The immer::persist
library persists persistent data structures,
allowing the preservation of structural sharing of immer
containers
when serializing, deserializing or transforming the data.
Warning
This library is still experimental and its API may
change in the future. The headers can be found in
immer/extra/persist/...
and the extra
subpath will be
removed once its interface stabilizes.
In addition to the dependencies of
immer
, this library makes use of C++17, Boost.Hana, fmt and
cereal.
Structural sharing allows immer
containers to be efficient. At
runtime, two distinct containers can be operated on independently but
internally they share nodes and use memory efficiently in that
way.
However when such containers are serialized in a trivial form, for example, as JSON lists, this sharing is lost: they become truly independent—the same data is stored multiple times on disk, and later, when read back into memory, the program has lost the structural sharing.
This library operates on the internal structure of immer
containers: allowing it to be serialized, deserialized and
transformed. This enables more efficient storage, particularly when
many nodes are reused, and, even more importantly, preserving
structural sharing after deserializing the containers.
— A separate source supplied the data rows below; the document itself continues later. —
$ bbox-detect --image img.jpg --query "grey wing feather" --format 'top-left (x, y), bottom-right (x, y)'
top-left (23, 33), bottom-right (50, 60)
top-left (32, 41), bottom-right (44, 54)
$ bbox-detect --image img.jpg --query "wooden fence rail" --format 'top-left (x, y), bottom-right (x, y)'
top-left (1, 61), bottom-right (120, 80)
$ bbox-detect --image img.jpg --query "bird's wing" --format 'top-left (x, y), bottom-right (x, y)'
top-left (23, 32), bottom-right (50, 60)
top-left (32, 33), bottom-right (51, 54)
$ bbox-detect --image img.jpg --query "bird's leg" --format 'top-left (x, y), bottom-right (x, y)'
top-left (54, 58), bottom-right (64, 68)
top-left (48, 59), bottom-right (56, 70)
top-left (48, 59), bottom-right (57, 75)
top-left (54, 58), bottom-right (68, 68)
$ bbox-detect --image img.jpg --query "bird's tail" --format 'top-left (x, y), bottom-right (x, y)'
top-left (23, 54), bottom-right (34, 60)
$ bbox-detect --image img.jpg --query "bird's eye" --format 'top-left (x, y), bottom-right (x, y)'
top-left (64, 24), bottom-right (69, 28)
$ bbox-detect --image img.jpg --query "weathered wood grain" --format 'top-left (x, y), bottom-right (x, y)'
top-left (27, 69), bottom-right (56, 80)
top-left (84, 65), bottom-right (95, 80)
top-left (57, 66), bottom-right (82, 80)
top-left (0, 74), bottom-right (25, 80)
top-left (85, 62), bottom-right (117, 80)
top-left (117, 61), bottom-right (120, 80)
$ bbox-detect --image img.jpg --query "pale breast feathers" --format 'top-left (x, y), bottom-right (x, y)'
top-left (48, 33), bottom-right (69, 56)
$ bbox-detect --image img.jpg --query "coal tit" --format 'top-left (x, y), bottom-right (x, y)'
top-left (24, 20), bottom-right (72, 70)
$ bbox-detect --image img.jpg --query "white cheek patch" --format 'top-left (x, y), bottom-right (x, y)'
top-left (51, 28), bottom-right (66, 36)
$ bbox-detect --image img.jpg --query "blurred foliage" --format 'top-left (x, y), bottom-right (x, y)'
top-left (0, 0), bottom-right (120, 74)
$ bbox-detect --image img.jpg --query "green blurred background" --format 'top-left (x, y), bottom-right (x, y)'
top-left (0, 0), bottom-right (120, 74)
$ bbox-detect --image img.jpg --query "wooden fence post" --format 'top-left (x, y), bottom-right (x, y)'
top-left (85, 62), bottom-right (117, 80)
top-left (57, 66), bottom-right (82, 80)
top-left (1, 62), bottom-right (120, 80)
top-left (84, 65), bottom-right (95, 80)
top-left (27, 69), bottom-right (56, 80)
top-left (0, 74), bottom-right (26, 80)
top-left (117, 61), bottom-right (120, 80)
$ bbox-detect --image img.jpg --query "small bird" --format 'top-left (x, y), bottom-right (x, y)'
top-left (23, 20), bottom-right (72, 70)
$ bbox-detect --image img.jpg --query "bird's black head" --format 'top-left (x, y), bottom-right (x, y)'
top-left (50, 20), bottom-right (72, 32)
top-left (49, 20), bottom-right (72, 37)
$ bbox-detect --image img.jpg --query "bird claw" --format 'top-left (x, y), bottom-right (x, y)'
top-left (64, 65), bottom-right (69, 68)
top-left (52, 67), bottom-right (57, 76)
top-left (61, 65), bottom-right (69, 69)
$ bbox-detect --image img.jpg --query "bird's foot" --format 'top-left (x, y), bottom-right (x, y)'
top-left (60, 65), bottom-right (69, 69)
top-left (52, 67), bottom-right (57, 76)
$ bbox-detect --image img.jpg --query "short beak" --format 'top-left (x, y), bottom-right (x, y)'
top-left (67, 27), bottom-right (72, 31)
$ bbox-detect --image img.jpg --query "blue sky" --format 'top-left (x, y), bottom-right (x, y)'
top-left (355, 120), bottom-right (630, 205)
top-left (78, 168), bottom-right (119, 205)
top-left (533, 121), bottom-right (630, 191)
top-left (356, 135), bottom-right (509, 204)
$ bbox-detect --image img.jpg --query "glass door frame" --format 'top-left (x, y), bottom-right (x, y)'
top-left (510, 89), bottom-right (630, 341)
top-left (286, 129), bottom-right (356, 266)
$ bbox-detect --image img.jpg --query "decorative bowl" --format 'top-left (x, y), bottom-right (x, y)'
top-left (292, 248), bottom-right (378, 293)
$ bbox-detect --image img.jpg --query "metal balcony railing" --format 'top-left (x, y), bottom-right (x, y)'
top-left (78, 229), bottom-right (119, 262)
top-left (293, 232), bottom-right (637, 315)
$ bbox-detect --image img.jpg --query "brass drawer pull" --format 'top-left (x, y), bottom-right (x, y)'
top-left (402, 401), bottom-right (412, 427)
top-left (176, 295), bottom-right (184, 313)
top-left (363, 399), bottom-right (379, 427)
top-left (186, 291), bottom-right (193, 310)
Consider this scenario where you have multiple
immer::vector<std::string>
, where the various instances are
derived from one another. Some of these vectors would be completely
identical, while others would have just a few elements different. This
scenario is not uncommon, for example, when implementing the undo
history of an application by preserving the previous
states.
The goal is to apply a transformation function to these vectors with
something like std::transform
.
A direct approach would be to take each vector and create a new vector by applying the transformation function for each element. However, after this process, all the structural sharing of the original containers would be lost—the result would be multiple independent vectors without any structural sharing, and the transformation may have been applied unnecessarily multiple times to identical elements that were previously shared.
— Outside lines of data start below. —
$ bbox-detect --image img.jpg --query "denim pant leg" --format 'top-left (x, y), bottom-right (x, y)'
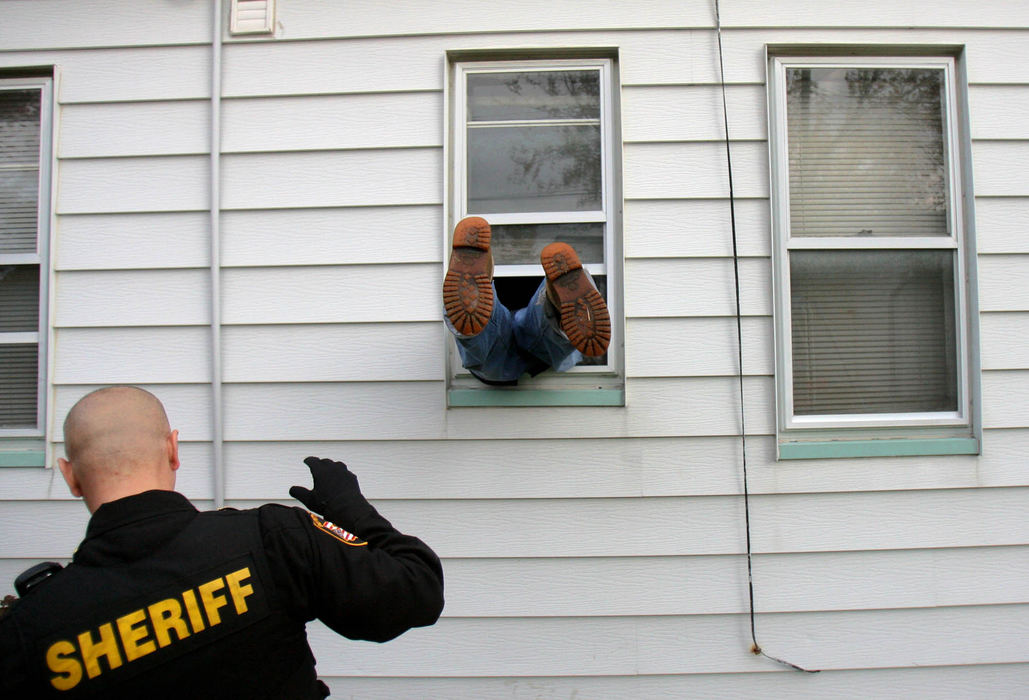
top-left (512, 280), bottom-right (582, 373)
top-left (446, 283), bottom-right (528, 383)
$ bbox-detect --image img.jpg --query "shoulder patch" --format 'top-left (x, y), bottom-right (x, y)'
top-left (309, 513), bottom-right (367, 546)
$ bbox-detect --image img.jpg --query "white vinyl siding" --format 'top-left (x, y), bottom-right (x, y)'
top-left (0, 78), bottom-right (51, 435)
top-left (0, 2), bottom-right (1026, 698)
top-left (768, 55), bottom-right (978, 447)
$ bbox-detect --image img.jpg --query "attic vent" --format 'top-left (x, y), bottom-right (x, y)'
top-left (230, 0), bottom-right (276, 35)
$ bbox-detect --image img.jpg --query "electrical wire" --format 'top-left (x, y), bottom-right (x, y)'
top-left (712, 0), bottom-right (819, 674)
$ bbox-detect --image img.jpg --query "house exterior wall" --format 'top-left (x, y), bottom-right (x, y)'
top-left (1, 1), bottom-right (1028, 696)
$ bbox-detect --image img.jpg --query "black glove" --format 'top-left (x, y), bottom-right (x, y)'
top-left (289, 456), bottom-right (377, 531)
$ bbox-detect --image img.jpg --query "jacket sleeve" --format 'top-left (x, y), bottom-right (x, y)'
top-left (259, 504), bottom-right (444, 643)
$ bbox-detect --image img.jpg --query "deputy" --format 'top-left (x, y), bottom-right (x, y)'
top-left (0, 386), bottom-right (444, 698)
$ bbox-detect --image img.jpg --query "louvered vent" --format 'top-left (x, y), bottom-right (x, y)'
top-left (230, 0), bottom-right (276, 35)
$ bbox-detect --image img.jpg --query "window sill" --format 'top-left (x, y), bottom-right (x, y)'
top-left (778, 437), bottom-right (980, 460)
top-left (0, 450), bottom-right (46, 467)
top-left (448, 388), bottom-right (624, 407)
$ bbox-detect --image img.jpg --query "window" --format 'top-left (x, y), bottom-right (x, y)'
top-left (1, 76), bottom-right (52, 441)
top-left (448, 55), bottom-right (622, 405)
top-left (767, 53), bottom-right (979, 458)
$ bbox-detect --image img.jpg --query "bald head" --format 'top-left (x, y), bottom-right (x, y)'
top-left (59, 386), bottom-right (179, 512)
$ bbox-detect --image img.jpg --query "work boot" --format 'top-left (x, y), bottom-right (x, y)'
top-left (540, 242), bottom-right (611, 357)
top-left (443, 216), bottom-right (494, 337)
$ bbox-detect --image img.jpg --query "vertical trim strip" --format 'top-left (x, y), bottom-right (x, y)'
top-left (210, 0), bottom-right (225, 508)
This library enables the application of the transformation function directly on the nodes, preserving structural sharing. Additionally, regardless of how many times a node is reused, the transformation needs to be performed only once.
To solve this problem, this library introduces the notion of a pool.
A pool represents a set of immer
containers of a specific
type. For example, we may have a pool that contains all
immer::vector<int>
of our document. You can think of it as a small
database of immer
containers. When serializing the pool, the
internal structure of all those immer
containers is written as
a whole, preserving the structural sharing between those containers.
Note that for the most part, the user of the library is not concerned with pools, as they are generated automatically from your data structures. However, you may become aware of them in the JSON output or when transforming recursive data structures.